Occidental Petroleum plans flat 2024 production, to cut two Permian Basin rigs (NYSE:OXY)
Occidental Petroleum (NYSE:OXY) +0.2% post-market Wednesday after posting better than expected Q4 adjusted earnings and revenues, and saying it will reduce spending on U.S. shale operations as it seeks to improve cash flow to pay down debt.
Q4 production ticked up ~7K boe/day from the year-earlier quarter to 1.234M boe/day, exceeding the midpoint of company guidance by 8K boe/day, but average realized price for oil fell by ~2% Y/Y to $78.85/bbl; Q4 production from the Permian Basin rose 4.1% Y/Y to 588K boe/day.
Occidental (OXY) said it will trim capital spending in shale and exploration by ~$320M this year and idle two rigs in the Permian Basin, citing “efficiency and moderating activity,” while increasing capex in the Gulf of Mexico, chemicals and the enhanced oil recovery business.
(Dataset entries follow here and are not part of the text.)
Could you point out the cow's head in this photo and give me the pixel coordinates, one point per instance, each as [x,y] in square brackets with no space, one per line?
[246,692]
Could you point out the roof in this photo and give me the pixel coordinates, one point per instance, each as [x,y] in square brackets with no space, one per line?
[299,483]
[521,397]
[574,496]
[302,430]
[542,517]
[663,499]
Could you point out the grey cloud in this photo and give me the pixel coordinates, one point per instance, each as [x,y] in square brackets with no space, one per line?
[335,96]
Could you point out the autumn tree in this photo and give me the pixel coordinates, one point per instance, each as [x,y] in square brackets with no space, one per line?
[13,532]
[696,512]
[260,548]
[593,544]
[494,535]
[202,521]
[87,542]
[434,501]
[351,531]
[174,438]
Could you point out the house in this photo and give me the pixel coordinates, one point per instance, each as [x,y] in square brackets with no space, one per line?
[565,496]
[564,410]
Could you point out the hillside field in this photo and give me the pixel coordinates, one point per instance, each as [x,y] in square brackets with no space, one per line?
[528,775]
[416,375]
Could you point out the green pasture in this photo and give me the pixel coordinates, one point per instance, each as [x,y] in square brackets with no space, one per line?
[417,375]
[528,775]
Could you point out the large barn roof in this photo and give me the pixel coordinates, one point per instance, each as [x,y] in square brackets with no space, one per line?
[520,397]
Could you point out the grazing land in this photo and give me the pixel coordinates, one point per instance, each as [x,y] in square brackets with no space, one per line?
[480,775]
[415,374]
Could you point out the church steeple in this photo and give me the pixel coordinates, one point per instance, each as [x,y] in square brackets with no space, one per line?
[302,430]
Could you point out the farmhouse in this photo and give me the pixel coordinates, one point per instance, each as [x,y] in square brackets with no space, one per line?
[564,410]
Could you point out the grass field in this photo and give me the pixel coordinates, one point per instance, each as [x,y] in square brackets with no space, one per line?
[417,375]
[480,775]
The company guided for FY 2024 production of 1.25M boe/day, 1.3% above its output in Q4 2023, with planned capital spending of ~$6.5B, less than the $7B estimated by analysts; the projection does not include ~170K boe/day in expected output coming from the recent acquisition of shale producer CrownRock, which is pending regulatory approvals.
The extra cash flow generated from the slowdown will help pay debt linked to the $10.8B CrownRock acquisition.